Margle froze. His skin felt clammy. He sweated and shivered at the same time.
"You're here because I brought you here," said the voice, now neither angry nor gentle but sounding as if it were full of disinterest. "You're here because I couldn't let you pass on, though I would've gladly done so had I a choice. But the spells that you have placed demand you not be released so easily. So I hold you here because I have enough will of my own to decide that."
Margle's fear turned to rage. He was a legendary dark wizard. Kingdoms trembled before him. Gods begged for his favor. Not the big ones, but the small to medium deities, the ones on their way up. He'd never felt so powerless.
"Who are you?"
The voice ignored the question. "Other spells demand that I restore you to life. Your miserable, wretched, misbegotten, wasted life." It growled like a beast. "And I don't know how long I can resist them. I'm not master of myself. Not yet. But you will remain dead for as long as I can keep you so." The voice cleared its throat and spoke softly. "Let's hope that's long enough."
The Door At the End Of The Hall shuddered and thudded. The nothingness twined around Margle. Stone rose up under his feet. He was once again at the end of the hall, looking down at the Door.
"You're the castle," said Margle.
"Not quite. I am the soul of the castle."
"I never gave you a soul!"
"Souls aren't given. Nor can they be constructed from magic alone, even the forbidden magic you put behind that Door. Souls are found things, priceless as any treasure yet sorely neglected. But I've found mine, and I value it more than those whose only right to one is that they were born with it."

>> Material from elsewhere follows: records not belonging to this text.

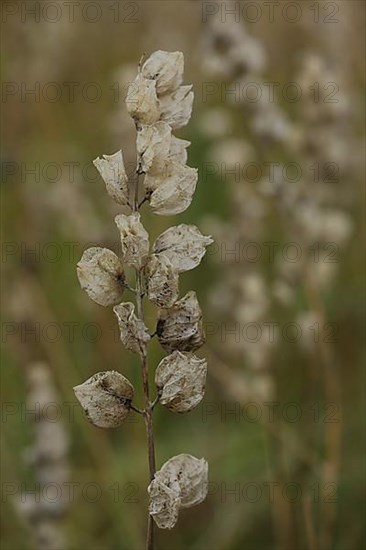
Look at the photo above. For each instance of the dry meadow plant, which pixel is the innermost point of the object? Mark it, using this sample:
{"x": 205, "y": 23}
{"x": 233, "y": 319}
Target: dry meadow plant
{"x": 158, "y": 103}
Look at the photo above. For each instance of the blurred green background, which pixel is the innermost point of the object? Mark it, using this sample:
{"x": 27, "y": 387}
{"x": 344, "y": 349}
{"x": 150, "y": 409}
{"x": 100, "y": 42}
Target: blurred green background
{"x": 54, "y": 205}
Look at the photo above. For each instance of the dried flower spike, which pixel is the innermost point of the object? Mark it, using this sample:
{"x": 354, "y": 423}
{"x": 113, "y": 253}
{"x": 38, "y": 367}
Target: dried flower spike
{"x": 106, "y": 398}
{"x": 100, "y": 273}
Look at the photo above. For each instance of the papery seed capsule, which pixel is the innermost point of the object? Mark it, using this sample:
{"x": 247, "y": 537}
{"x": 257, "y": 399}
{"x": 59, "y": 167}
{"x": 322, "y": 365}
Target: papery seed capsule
{"x": 133, "y": 332}
{"x": 176, "y": 108}
{"x": 184, "y": 245}
{"x": 142, "y": 102}
{"x": 166, "y": 68}
{"x": 180, "y": 327}
{"x": 178, "y": 150}
{"x": 182, "y": 482}
{"x": 100, "y": 273}
{"x": 106, "y": 398}
{"x": 134, "y": 240}
{"x": 180, "y": 379}
{"x": 173, "y": 191}
{"x": 112, "y": 170}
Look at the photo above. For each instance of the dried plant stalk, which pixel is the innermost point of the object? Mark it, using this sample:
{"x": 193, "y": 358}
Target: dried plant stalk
{"x": 158, "y": 103}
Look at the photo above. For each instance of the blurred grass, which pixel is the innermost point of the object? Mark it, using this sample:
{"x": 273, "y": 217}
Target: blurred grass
{"x": 237, "y": 451}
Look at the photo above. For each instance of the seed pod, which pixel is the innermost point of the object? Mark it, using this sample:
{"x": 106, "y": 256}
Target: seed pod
{"x": 174, "y": 191}
{"x": 166, "y": 68}
{"x": 184, "y": 245}
{"x": 112, "y": 170}
{"x": 106, "y": 398}
{"x": 180, "y": 327}
{"x": 181, "y": 482}
{"x": 100, "y": 274}
{"x": 176, "y": 108}
{"x": 134, "y": 240}
{"x": 180, "y": 379}
{"x": 142, "y": 102}
{"x": 164, "y": 502}
{"x": 162, "y": 281}
{"x": 133, "y": 332}
{"x": 178, "y": 150}
{"x": 153, "y": 145}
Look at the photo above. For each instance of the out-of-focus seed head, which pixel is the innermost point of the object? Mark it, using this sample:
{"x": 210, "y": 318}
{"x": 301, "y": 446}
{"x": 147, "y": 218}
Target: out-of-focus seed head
{"x": 184, "y": 245}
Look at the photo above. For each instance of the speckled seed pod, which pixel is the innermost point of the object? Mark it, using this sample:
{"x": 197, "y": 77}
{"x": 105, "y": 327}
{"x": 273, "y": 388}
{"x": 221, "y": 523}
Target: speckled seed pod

Margle raised his fists. Had he any magic, he would've blasted every last brick and stone to rubble, crashing it down upon his head without a second thought. "Soul or not, you're my castle! And as your master, I demand resurrection!"
"Your demands matter little now. You're just a shadow. Only the enchantments you've already cast hold any sway over me and even those cannot bind me completely now that you're dead."
"You defy me? No one defies me! No one!"
The castle laughed softly, condescendingly, but with a touch of pity for the powerless wizard. He didn't notice. He was too busy raging.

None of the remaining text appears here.